The 1980’s were an uncertain time; as fears of economic collapse, turmoil abroad, and the ever-present threat of nuclear war lay heavy on the minds of people the world over. But despite that fear, many welcomed the horrors of the era with open arms, capitalizing on people’s fears with waves of films, TV shows, and video games in which larger then life heroes fought very transparent avatars of these same fears with a flurry of punches, kicks, and snappy one liners. And perhaps there was no greater icon of the era then then the various Mohawk-sporting, football-armor-wearing thugs that seemed to pop up to be beat down by the heroes of cheesy action flicks and anime alike.

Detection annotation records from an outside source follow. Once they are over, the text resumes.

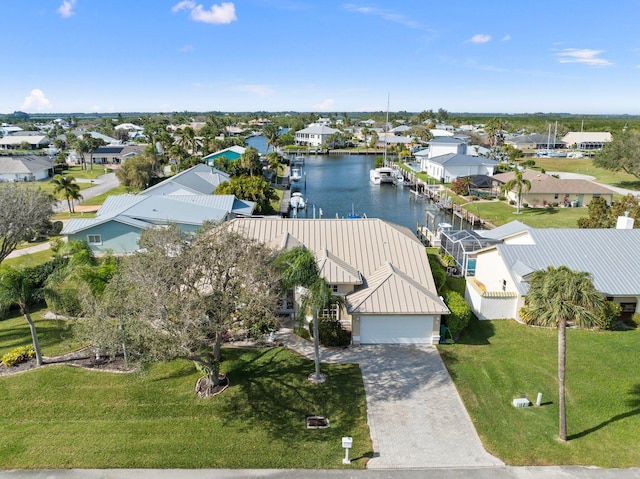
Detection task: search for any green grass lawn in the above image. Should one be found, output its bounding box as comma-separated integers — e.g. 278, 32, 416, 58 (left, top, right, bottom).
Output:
0, 348, 372, 469
464, 201, 588, 228
439, 320, 640, 467
534, 158, 640, 190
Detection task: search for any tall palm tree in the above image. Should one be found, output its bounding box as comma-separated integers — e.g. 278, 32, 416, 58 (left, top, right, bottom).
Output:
276, 246, 344, 383
0, 266, 42, 366
500, 168, 531, 214
51, 175, 82, 213
525, 266, 605, 441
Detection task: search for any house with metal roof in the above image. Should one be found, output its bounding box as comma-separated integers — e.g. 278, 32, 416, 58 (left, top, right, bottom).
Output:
493, 170, 615, 206
562, 131, 612, 150
202, 145, 247, 166
229, 217, 449, 345
61, 194, 255, 254
0, 155, 53, 181
465, 224, 640, 319
295, 123, 340, 148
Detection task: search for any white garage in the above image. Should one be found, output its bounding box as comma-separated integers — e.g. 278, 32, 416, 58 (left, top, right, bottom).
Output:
360, 315, 434, 344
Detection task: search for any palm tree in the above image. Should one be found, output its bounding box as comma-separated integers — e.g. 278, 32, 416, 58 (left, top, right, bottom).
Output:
500, 168, 531, 214
0, 266, 42, 366
51, 175, 82, 213
525, 266, 605, 441
276, 246, 344, 383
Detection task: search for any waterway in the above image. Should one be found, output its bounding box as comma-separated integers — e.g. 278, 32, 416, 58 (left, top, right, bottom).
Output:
242, 137, 459, 232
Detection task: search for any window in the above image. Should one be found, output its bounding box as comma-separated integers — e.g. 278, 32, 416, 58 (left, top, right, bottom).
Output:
87, 235, 102, 244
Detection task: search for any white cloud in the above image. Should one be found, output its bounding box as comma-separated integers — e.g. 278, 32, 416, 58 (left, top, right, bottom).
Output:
22, 88, 51, 112
171, 0, 238, 25
313, 98, 334, 111
469, 33, 491, 43
58, 0, 76, 18
238, 85, 273, 97
344, 3, 420, 28
556, 48, 613, 67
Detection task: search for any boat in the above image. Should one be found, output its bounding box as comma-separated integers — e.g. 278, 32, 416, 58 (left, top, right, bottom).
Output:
289, 168, 302, 182
289, 191, 307, 210
369, 166, 396, 185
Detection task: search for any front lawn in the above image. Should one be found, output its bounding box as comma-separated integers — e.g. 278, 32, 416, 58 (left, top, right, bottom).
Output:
439, 320, 640, 468
464, 201, 589, 228
0, 317, 372, 469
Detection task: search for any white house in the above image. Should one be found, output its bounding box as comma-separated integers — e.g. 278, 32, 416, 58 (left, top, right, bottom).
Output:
0, 156, 53, 181
295, 123, 340, 148
465, 222, 640, 319
229, 217, 449, 345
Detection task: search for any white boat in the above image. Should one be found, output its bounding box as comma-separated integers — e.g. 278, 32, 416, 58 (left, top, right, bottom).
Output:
289, 191, 307, 210
289, 168, 302, 181
369, 166, 396, 185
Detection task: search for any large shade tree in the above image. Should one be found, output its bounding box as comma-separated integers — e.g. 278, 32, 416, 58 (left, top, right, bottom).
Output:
51, 175, 82, 213
81, 224, 280, 391
0, 266, 42, 366
0, 182, 53, 262
523, 266, 605, 441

Today, however, these same thugs wait wearily in line outside the local unemployment agencies of Japan, their once rebellious hair combed aside, their tattered clothing replaced with business suits and dress shirts, and their threatening tattoos hidden behind makeup or even removed entirely. It is a sad sight to see so many who were once so highly in demand without work, but the market for garish underlings has vanished much like the warmongers who inspired their antics in the first place.

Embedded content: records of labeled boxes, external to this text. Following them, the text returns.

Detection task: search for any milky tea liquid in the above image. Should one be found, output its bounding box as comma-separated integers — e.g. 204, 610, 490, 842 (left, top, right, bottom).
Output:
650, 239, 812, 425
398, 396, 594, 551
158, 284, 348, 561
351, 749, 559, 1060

To explore the phenomenon in depth, Anime Maru sat down with one such thug in his home in northern Japan.
“Back in the 80s and early 90s, everybody was excited. Every story needed some punks for the hero to beat up, and we were just the thugs to take the job!” said Yuji Ozawa, a man in his late 40’s with the number 666 tattooed on his head.
“We all were waiting for the nuclear war that would reduce civilization to a wasteland where the strong preys upon the weak. But as the year 2000 came and went; people stopped even thinking that the world was going to end, and anime no longer needed thugs to fill their post-apocalyptic worlds.”
According to a study by the Japanese Ministry of Labor and Nuclear Holocaust, available roles for thugs and delinquents in TV shows have decreased by 86% since the year 2000, a rate of decline even faster than the Macross franchise over the same period of time.
“Sure, there are some minor roles that are still available, but they are few and far between. Usually it’s to look threatening before getting beaten up by some magical girl,” Ozawa tells Anime Maru. He admits he has not been steadily employed since the year 199X.
Times have been hard on the heroes of the era as well, with even icons like Kenshiro, the last master of the Hokuto Shinken school of martial arts, hanging up their post-apocalyptic hats and taking on less glamorous work as the decades wore on .
“Yeah, it wasn’t just us thugs that got hit hard when the year 2000 rolled around and the world didn’t turn out to be a cratered hellscape,” Ozawa added.
“The good guys took it pretty bad too. Remember Kenshiro? You know, the guy with a face like a freaking stone statue? He was called the Savior of the Century’s End! But last I heard, he took that martial arts training of his and opened a massage parlor and school. Supposedly he’s doing pretty well for himself, but I can’t help but wonder if he’s happy just going in nine to five and teaching wispy twenty-something girls techniques meant to kill people.”
As opportunities continue to dry up, prospective thugs are forced to transition into other roles. “I’ve been trying to follow the trend. I’m working on being a zombie and I have an audition lined up,” Ozawa boasts with cautious optimism. “I just hope it goes better than that time I tried to be a school idol.”